Peter speaks up: “Are you going to wash my feet? You will never wash my feet.”

We hear Peter’s objection, and it sounds a lot like most of ours would have been. He knows who Jesus is, and there’s no way that the Word of God made flesh is going to wash his feet.  

Jesus doesn’t argue. He asks nothing of Peter or the other disciples but that they place themselves fully into his hands and trust that he knows what he’s doing. He tells Peter, “Unless I wash you, you have no share with me.” Peter has no idea what Jesus is doing, but Jesus isn’t interested in telling Peter why he’s washing his feet. He’s just asking for Peter to trust him, to be vulnerable.

This is not just how foot washing works. This is often how God works, too.

We don’t always know what God is doing. God only asks us to trust, to be vulnerable, to believe that God loves us fiercely, and to receive God’s love—mind, heart, soul, and body.

What moments will the people in our lives remember when we are gone? What moments will we remember of those who die before us? Truly, we are all imperfect, and we can all sometimes be hard to live with, yet constantly, we are blessed to see, laugh with, touch, and embrace people who love us. Maybe you experience this with your significant other, maybe with your kids and grandkids, maybe with your friends or other loved ones or with your church family. Cherish these moments—it is God’s grace given through people. It is sacramental, and it is holy.           

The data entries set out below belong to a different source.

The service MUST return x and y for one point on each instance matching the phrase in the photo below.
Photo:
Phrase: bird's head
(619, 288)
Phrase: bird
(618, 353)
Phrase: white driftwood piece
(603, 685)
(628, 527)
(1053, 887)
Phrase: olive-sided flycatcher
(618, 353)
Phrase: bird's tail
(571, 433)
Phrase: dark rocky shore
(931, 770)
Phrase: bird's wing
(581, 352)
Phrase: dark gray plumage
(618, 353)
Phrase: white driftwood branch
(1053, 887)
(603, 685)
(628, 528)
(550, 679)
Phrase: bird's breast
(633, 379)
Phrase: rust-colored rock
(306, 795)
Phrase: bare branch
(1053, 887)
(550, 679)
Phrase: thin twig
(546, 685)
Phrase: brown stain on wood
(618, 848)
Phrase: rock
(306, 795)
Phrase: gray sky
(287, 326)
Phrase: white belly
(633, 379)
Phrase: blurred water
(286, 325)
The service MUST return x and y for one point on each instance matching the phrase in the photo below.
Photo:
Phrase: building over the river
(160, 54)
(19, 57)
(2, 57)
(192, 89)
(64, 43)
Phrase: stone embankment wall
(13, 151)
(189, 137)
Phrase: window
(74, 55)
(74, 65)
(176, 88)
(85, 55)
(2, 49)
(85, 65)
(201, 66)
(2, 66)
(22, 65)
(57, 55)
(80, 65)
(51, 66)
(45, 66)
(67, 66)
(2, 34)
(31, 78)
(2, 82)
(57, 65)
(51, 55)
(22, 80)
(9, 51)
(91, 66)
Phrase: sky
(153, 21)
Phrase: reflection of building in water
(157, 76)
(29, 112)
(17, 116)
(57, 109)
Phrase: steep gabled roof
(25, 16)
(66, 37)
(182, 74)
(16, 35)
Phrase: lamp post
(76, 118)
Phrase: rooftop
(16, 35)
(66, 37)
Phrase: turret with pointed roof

That is what we will remember of each other when we no longer walk the earth together. That is what we will have to cherish until we see one another again on the other side, when we share this feast with Christ in his kingdom with all the saints. We love one another, though imperfectly, because Christ first loved us.

Yes, time is running short for Jesus tonight. But we live in a world full of death.           

Time is running short for all of us.

“Having loved his own who were in the world, he loved them to the end.”

As time runs short for Jesus, may we experience the story as if for the first time, forgetting that we know the ending. Because this isn’t just the story of Jesus. This is the story of our Savior, the Word of God made flesh for us. This is our story; it is the story who tells us who we are, and why we are to love one another.

We are who we are because he loved his own who were in the world, and he loved us — fiercely — to the end. Amen.